Metrology for Security and
Quality of Service
|
Support: MetroSec is a project granted and funded
by the French ministry of research, CNRS, INRIA and DGA. He has
been accepted by the ACI Sécurité & Informatique (Security & Computer science). Beginning: Duration: 3 years |
Contact: Philippe Owezarski LAAS-CNRS 7, Avenue du Colonel Roche 31077 Toulouse cedex Phone : +33 (0)5 61 33 63 17 Fax : +33 (0)5 61 33 64 11 e-mail :mailto:owe@laas.fr |
The
Internet is evolving towards the model of a multi-service network that will be
expected to provide strict quality of service (QoS)
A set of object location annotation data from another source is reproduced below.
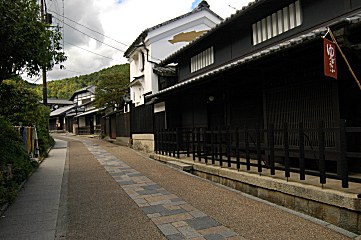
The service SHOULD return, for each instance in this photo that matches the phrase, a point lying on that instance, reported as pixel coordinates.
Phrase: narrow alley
(113, 192)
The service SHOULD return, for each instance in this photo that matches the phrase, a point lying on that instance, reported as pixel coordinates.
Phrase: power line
(91, 51)
(91, 36)
(90, 28)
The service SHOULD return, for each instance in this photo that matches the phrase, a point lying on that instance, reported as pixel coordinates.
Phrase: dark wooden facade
(285, 86)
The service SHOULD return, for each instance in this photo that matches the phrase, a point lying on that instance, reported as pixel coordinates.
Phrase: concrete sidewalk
(34, 213)
(183, 206)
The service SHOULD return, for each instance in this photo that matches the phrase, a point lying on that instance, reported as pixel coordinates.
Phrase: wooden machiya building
(262, 71)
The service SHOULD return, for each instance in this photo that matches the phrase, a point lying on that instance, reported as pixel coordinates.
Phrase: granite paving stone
(210, 211)
(161, 206)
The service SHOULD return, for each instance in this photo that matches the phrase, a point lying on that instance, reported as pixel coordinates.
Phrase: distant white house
(85, 114)
(156, 43)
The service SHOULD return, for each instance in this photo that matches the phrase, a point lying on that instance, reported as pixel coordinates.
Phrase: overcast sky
(119, 22)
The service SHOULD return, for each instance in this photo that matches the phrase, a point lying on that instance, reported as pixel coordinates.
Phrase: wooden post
(246, 141)
(342, 168)
(271, 148)
(237, 150)
(301, 139)
(259, 155)
(321, 146)
(287, 150)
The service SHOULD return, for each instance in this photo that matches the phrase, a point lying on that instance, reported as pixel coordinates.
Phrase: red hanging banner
(329, 58)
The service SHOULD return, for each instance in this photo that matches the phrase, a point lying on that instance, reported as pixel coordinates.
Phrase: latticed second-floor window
(202, 60)
(279, 22)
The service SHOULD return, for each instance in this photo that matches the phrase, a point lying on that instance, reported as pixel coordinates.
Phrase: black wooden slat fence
(262, 148)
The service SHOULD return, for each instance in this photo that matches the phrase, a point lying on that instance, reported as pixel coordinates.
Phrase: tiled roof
(250, 6)
(61, 111)
(144, 34)
(58, 101)
(164, 71)
(274, 49)
(351, 19)
(90, 88)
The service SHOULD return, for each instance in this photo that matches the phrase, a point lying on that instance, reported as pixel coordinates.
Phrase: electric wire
(91, 51)
(89, 28)
(90, 36)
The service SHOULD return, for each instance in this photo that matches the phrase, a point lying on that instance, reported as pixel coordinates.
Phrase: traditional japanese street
(93, 189)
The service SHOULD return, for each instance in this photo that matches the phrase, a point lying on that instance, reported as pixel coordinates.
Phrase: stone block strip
(174, 217)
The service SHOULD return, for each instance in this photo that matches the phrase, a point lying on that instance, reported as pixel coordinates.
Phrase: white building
(156, 43)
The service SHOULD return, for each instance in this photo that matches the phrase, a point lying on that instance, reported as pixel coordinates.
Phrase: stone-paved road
(113, 192)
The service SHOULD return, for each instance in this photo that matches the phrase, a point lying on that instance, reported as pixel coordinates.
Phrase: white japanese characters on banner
(330, 65)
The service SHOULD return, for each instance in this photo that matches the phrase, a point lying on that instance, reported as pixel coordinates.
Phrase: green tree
(112, 86)
(27, 44)
(19, 103)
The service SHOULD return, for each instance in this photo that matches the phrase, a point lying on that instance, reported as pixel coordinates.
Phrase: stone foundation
(143, 142)
(338, 208)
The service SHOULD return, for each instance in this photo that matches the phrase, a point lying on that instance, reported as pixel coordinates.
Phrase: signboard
(329, 58)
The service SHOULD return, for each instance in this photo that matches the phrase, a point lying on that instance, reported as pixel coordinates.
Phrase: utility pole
(45, 87)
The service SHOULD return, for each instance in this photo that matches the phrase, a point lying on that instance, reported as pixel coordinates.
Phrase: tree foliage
(27, 44)
(19, 103)
(64, 88)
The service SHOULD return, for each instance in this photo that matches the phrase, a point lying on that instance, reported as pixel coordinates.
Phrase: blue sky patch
(195, 3)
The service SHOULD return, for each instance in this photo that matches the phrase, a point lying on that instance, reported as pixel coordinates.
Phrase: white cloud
(122, 20)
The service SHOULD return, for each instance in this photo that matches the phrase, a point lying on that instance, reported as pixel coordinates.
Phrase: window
(202, 60)
(277, 23)
(141, 61)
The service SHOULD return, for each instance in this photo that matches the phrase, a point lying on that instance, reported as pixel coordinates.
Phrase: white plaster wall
(159, 107)
(159, 47)
(81, 121)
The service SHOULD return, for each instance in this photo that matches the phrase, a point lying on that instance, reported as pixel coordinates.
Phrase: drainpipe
(147, 50)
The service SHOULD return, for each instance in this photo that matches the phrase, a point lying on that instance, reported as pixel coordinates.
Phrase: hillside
(65, 88)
in all circumstances, including the most difficult ones. Among the most
difficult, one can count both simple and distributed denial of service (DoS) attacks, during which times the network is unable to
furnish requested service levels. The extreme sensitivity of the Internet in
such cases underlines the tight relation that exists between computer security
and QoS. At a more general level, the Internet shows
an equally important sensitivity to all types of ruptures, be
they induced by failures, by Byzantine behaviours of some elements of the
network, or more simply by significant though not abnormal increases in the
traffic level related, for instance, to a flash crowd or the live diffusion of
a popular event.
The
major goal of this research project is to increase robustness and insensitivity
of the network with respect to ruptures in traffic characteristics and
topology, so that the network continues to deliver an acceptable level of
services and the requested QoS (thus voiding the
effect of possible attacks).
MetroSec intends first to develop and use tools for active and passive
metrology, and for monitoring the characteristics of the network and its
traffic. The analysis of the collected traces and measurements will permit
study of the nature and importance of manner in which ruptures have an impact
on QoS and on the propagation in time and space (via
network topology) of potential alterations to QoS.
One
of the research directions of this project is based on preliminary characterisation
and modelling of traffic obtained in past years mainly by the research teams
involved in MetroSec.
This work showed that scale invariant phenomena are one of the major
statistical characteristics of modern computer network traffic. Research teams
involved in the present MetroSec
proposal, as well as a number of other research groups throughout the world,
have shown that attacks against a network cause significant variations in
scaling parameters. Based on satisfactory preliminary results, the goal of this
research direction is to design signal processing tools that enable the
detection, estimation, and identification of “abnormal” variations
in traffic characteristics. Such variations will be, as a preliminary analysis,
tracked using wavelet decompositions, empirical mode decomposition as well as Kalman Filtering methods.
In a
complementary line of inquiry, this research project intends to use graph
theory tools to detect ruptures in network behaviour. The goal here is to
monitor variations in the estimated topologies of the network and variations in
network exchanges. Tools for the statistical analysis of network graphs and
their temporal dynamics will allow a precise description of these topologies
and of the impacts of ruptures on their properties. These impacts will be
analyzed, and relevant detection and reaction methods will be developed.
From the analysis above, MetroSec will propose architectural,
protocol-related, and topological improvements to enable the network to
maintain high QoS, despite ruptures. Increased
robustness against ruptures will provide time to metrology and signal
processing tools, allowing them to identify the nature of the rupture. In case
of an attack, for instance, tools to identify and eliminate fault packets or to
track hackers will be developed and used. As deliverables, MetroSec will provide a
consistent set of metrology, signal processing and topology tools. It also
expects to provide efficient monitoring and reaction methods, as well as
architectures and communication protocols aiming at significantly increasing
network QoS.
Insuring the integration and complementarity of the four separate scientific fields of
the MetroSec
partners (network, signal processing, graph theory, distributed systems)
constitutes one of the major challenges of this proposal. Fortunately, the
project partners have over time developed a pluridisciplinary
synergy through their collaboration in the “Action Spécifique”
88 of the STIC department of the CNRS. Their work on a report entitled
“Metrology of Internet networks,” validated just such a pluridisciplinary approach.